For Joanne Shaw Taylor, there’s nothing quite like playing the blues. Compared to the more disciplined world of classical guitar, which she played in her youth, blues offers much more freedom. She enjoys its raw, funky feel.
“There aren’t really any rules of how you play or what technique you use, just as long as you can input your own personality and feel, and use it as a vehicle, as your voice,” Taylor says. “I like that sense of personality and individuality.”
That said, the British-born guitarist wouldn’t go as far as calling herself a blues writer, at least when classifying her past albums. Beyond her playing, she doesn’t think of her songs as blues songs. However, with The Blues Album, a new disc of blues covers, she fully embraces the genre – with some help from her free time off the road during the past year.
“I’ve always wanted to do a blues covers album as a nod to all my heroes,” she says. “I picked songs that were important to me when I was learning about the genre, when I was in my bedroom at 13 and had just found this new world that I’d fallen in love with.”
For example, Albert King’s Can’t You See What You’re Doing to Me was one of the first songs she learned and performed with her band when she was around 14.

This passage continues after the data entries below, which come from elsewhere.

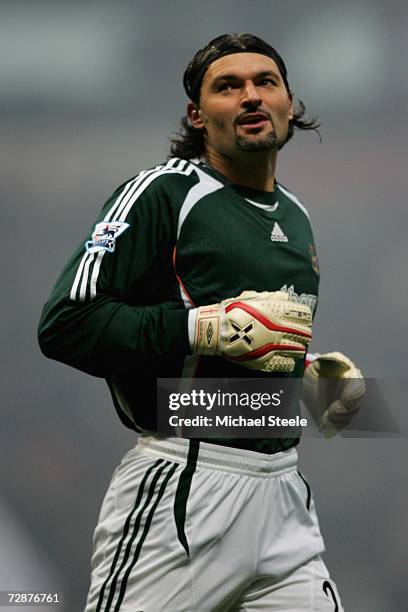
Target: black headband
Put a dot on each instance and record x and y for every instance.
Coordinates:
(227, 44)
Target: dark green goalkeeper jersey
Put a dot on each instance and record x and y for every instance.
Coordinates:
(174, 237)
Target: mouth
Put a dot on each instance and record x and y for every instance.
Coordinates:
(253, 120)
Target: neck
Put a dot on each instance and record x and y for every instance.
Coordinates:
(255, 169)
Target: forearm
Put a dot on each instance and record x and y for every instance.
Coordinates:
(107, 336)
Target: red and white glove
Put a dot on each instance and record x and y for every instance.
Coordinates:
(264, 331)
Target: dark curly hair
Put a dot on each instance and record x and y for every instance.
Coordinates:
(189, 141)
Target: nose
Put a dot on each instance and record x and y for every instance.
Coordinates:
(250, 95)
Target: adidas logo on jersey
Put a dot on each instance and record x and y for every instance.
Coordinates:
(277, 235)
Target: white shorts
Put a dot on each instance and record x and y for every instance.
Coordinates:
(189, 526)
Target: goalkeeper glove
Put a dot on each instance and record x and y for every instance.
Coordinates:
(262, 331)
(333, 405)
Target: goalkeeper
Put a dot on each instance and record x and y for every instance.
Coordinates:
(205, 265)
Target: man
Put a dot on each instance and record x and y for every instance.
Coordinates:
(205, 262)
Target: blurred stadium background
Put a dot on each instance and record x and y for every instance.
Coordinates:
(90, 93)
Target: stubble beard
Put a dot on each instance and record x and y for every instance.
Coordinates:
(266, 143)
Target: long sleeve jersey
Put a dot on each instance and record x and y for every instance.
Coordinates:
(175, 237)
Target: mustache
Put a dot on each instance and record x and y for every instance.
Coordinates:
(247, 112)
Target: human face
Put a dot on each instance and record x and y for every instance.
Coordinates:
(244, 105)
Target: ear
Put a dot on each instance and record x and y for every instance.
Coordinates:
(194, 114)
(291, 108)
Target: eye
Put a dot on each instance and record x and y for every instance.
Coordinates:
(268, 82)
(225, 87)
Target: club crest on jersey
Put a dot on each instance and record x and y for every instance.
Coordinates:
(104, 236)
(315, 261)
(277, 235)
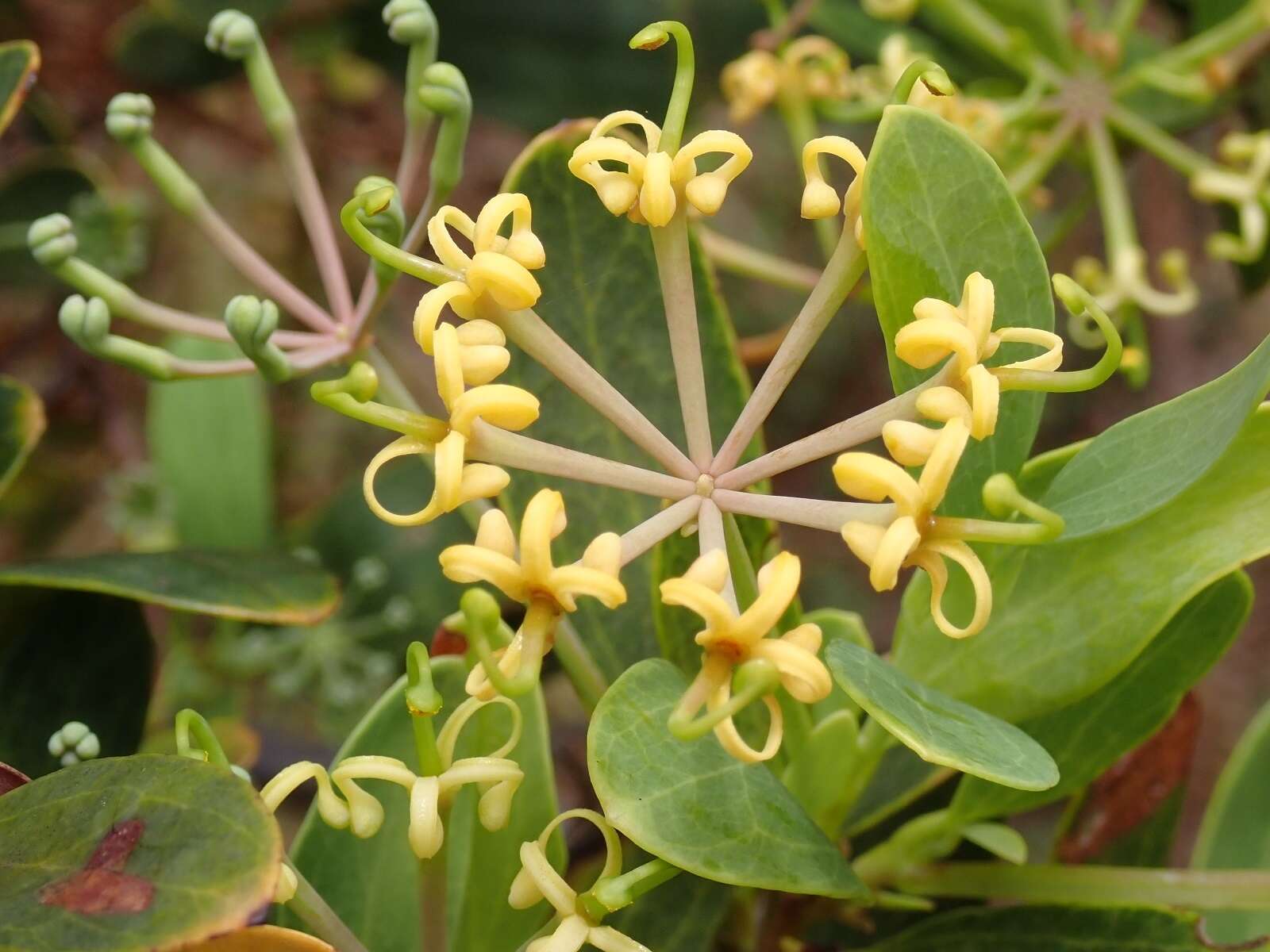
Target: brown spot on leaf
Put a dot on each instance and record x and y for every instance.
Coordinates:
(102, 888)
(1134, 786)
(10, 778)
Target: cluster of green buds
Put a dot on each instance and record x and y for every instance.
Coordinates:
(329, 333)
(746, 655)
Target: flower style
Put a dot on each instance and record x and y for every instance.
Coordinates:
(734, 640)
(658, 179)
(526, 574)
(579, 920)
(813, 67)
(495, 774)
(1245, 186)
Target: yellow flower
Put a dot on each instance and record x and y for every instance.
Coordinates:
(577, 926)
(498, 267)
(530, 578)
(810, 67)
(1244, 186)
(732, 640)
(973, 395)
(654, 183)
(495, 776)
(912, 539)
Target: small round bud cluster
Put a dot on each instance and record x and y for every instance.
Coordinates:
(73, 743)
(130, 117)
(52, 240)
(233, 33)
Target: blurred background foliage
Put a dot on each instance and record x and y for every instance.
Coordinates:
(238, 463)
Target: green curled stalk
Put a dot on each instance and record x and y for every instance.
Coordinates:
(652, 37)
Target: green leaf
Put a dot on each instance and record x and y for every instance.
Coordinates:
(1054, 930)
(22, 423)
(1233, 835)
(937, 209)
(1070, 616)
(683, 916)
(374, 884)
(254, 587)
(601, 294)
(1142, 463)
(939, 729)
(179, 850)
(70, 657)
(19, 63)
(211, 443)
(694, 805)
(1089, 736)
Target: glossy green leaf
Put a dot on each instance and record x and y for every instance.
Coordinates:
(1070, 616)
(1054, 930)
(937, 209)
(1089, 736)
(254, 587)
(683, 916)
(1235, 835)
(937, 727)
(70, 657)
(696, 806)
(211, 443)
(19, 63)
(374, 884)
(1138, 465)
(22, 423)
(140, 854)
(601, 294)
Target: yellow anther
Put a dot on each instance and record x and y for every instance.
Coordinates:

“It was a nice trip down memory lane to go back to songs that were so important and influential to me in the early years – and then to be able to give them a proper treatment, now that I wasn’t a 14-year-old girl anymore, now that I was a road-worn woman,” she says.
Her longtime friend Joe Bonamassa – who produced the album with Josh Smith – also provided song suggestions, including Little Milton’s If That Ain’t a Reason and Let Me Down Easy. She immediately gravitated toward Milton’s singing and guitar playing and felt she could “put my own little spin on it.” She achieves this through her guitar, “Junior,” a 1966 Fender Esquire she’s had since she was 15.
“I think having that comfort and having that guitar that I know I can express myself through really made things a whole lot more comfortable,” Taylor says. “Once you’re comfortable, it’s one thing fewer to worry about, and you can just disconnect and think about the music.”